Frederic Chopin was born near Warsaw, Poland, of a French father and a Polish mother. He was a precocious child but largely self-taught in music, receiving most of his formal training during his high school years at the Warsaw Conservatory. In 1829 he toured Germany and Italy as a pianist. On a second tour, which took him to France in 1831, he found Parisian life and society so congenial that he settled there for most of the remainder of his life. His extraordinary playing and personal charm won him many admirers among the aristocracy and in artistic circles. Among his artist friends was the novelist George Sand, the pen name of the novelist Aurore Dudevant, with whom he began a liaison in 1838. After their separation in 1847, tuberculosis, from which he had been suffering for many years, weakened his already frail constitution. He died in Paris.

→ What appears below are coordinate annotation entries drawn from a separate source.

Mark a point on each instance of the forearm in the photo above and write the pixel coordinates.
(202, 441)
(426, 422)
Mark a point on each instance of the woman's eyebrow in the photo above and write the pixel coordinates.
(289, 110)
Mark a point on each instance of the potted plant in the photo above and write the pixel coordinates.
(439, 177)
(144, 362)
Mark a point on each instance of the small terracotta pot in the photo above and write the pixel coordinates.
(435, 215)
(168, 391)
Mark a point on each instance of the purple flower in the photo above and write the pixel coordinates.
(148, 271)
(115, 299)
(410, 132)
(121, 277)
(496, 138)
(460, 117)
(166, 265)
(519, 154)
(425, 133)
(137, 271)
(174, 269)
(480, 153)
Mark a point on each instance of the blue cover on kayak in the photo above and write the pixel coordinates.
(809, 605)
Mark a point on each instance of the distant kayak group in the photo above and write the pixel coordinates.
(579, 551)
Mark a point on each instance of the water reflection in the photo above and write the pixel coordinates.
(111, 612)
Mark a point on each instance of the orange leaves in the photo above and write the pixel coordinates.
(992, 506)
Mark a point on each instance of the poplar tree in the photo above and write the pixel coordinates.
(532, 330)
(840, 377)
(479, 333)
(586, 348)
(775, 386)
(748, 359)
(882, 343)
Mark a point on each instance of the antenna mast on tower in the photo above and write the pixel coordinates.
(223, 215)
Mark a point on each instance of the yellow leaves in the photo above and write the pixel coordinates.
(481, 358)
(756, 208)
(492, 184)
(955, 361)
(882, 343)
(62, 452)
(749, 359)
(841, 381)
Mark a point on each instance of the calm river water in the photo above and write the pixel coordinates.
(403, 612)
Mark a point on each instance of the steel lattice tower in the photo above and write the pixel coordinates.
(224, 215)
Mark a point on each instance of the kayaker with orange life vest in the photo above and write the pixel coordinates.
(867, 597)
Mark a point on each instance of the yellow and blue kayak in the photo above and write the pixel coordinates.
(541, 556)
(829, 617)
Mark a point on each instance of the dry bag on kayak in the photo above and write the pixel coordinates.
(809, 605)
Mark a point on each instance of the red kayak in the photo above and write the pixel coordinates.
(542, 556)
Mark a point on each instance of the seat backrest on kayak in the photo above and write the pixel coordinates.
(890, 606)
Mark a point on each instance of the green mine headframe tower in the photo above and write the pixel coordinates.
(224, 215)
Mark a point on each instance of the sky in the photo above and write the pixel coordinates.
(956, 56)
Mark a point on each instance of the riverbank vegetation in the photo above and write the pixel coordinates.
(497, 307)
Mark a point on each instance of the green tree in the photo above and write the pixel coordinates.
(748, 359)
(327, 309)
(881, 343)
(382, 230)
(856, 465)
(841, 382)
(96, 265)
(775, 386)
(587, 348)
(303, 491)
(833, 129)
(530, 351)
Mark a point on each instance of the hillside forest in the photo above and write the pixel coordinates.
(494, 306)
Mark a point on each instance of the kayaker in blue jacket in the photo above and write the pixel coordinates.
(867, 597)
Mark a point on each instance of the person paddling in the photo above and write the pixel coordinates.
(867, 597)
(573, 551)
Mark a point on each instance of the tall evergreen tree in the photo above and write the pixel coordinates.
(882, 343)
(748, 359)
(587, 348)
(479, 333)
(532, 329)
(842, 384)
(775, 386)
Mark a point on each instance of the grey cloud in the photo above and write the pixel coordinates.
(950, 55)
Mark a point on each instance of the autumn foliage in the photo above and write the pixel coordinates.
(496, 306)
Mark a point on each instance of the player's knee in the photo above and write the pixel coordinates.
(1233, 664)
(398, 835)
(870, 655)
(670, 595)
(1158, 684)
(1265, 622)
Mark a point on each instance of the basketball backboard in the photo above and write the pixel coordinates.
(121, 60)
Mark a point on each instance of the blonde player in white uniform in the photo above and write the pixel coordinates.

Chopin’s compositions are almost exclusively for the piano. Of the three major keyboard instruments (piano, harpsichord, organ), the piano is the most familiar and widely used today,and also the most recent. Its complete name is pianoforte, Italian for soft-loud, reflecting the fact that varying the pressure with which the keys are depressed directly influences the force of the hammers that strike the strings and thereby gives the player control over the volume of sound. The piano was invented in Italy in the early 18th century but did not attract serious attention from composers and performers until the time of Haydn and Mozart. At this early period it was a comparatively small, light-framed instrument of delicate tone. By the time of Chopin, at the height of the romantic period, its pitch and dynamic ranges had been expanded to essentially those of the modern piano.
During the 19th century, public concerts largely replaced aristocratic patronage as a major source of income for performers. Audiences of the time expected to be dazzled by the virtuosity of performers they went to hear and many of Chopin’s works are technically very challenging. But despite his popularity and success as a concert artist, Chopin soon retired almost totally from public appearances, preferring to play for small groups of friends and admirers. As he observed about himself, “I am not the right person to give concerts. The public intimidates me. I feel asphyxiated by the breath of the people in the audience, paralyzed by their stares and dumb before that sea of unknown faces.” Indeed, much of his music seems unsuited to a large concert hall setting. Contemporary observers refer to Chopin as a “tone poet” and typically stress the delicacy and sensitivity of both his music and his style of playing it. He was particularly known for his use of rubato, slight pushing forward and pulling back in tempo for expressive purposes. Even his flashiest, most virtuosic works, such as the concertos and etudes, require the performer to balance technical prowess with nuances of tempo, dynamics, and tone color.